CREATING VALUE. REDUCING RISK.
WHERE DESIGN AND CONSTRUCTION MEET.

Coordination, coordination, coordination! The better construction documents are coordinated, the better the outcome for the owner – not to mention the design and construction teams. Imagine the perfect set of construction documents: no bidder’s questions, no addenda, no RFIs, no modifications, and no change orders (provided the owner did not revise scope). How many hours would be saved during construction administration with this perfect set? Heck, the architect and contractor might actually preserve their profits.

Technology may be poised to help control some of the coordination problems of the past. Just using the same terminology in the specifications and on the drawings for each product and system would be a huge benefit.

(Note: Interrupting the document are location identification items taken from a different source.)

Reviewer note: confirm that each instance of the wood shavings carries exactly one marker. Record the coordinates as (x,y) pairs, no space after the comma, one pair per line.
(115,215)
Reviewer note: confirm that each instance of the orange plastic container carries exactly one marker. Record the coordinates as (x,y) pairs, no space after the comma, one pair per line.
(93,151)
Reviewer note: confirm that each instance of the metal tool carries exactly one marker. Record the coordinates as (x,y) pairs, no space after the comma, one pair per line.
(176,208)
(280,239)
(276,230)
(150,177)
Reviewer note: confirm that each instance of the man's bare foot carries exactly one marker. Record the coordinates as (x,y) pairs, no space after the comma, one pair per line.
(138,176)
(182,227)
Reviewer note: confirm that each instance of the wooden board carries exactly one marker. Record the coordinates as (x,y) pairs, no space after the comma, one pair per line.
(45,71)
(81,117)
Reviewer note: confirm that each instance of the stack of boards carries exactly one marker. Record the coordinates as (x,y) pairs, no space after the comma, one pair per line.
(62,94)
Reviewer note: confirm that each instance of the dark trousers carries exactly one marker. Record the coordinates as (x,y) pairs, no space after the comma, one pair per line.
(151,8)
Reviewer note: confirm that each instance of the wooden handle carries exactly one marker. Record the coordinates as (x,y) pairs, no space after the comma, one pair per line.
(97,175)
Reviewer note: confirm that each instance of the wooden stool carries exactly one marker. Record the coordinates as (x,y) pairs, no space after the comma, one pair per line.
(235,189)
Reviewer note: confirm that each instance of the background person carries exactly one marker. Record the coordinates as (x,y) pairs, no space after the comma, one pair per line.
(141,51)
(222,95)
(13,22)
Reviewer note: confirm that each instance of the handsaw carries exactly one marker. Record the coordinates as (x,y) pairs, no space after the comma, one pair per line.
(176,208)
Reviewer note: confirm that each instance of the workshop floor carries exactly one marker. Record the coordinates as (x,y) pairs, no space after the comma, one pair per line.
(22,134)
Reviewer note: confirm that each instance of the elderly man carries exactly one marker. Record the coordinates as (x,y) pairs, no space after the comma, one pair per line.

We witness the classic example on nearly every project. The drawings label identical glazed openings as storefront, curtain wall, and windows – sometimes all on the same drawing sheet. The specifications include separate sections for storefront, curtain wall, and windows – each with its own construction and performance. What’s the contractor to furnish and install? If the contractor provides the products as labeled, the contract is met, but not as intended. If the contractor stops and questions the documents, a revision and potential change order may result. Who can say what the contractor actually bid.

Revit, as BIM, includes the ability to create a keynote file of the terminology used to label components within the model. The file can be managed external to the BIM file, imported, and attached to the individual components.  Then every time a keynote is attached to the component, the keynote automatically displays the correct identifying text.

Simple! Well maybe not. This still takes some effort. The keynote file must be coordinated with the terminology used in the specifications to ensure windows are not storefront.

The project specifier is in a great position to create and manage the keynote list. The keynotes can be generated using the terminology already existing within the specifications. Plus the keynote can be associated with individual specification sections. Then when keynotes are placed in the model and ultimately on drawing sheets, the readers can see keynotes that identify the section where the product is specified and the correct name for the product such as this:

085200.A1 Aluminum Window

On the flip side, the BIM can generate a schedule showing which individual components have an assigned keynote and those that do not. This schedule offers a simple check to be sure the specifications include all the components used in the BIM. Find a missing or unused keynote? Modify the spec to correct the content. Revise the keynote list. And update the BIM with the new information. Virtually instant, perfect coordination and one step closer to that perfect document set.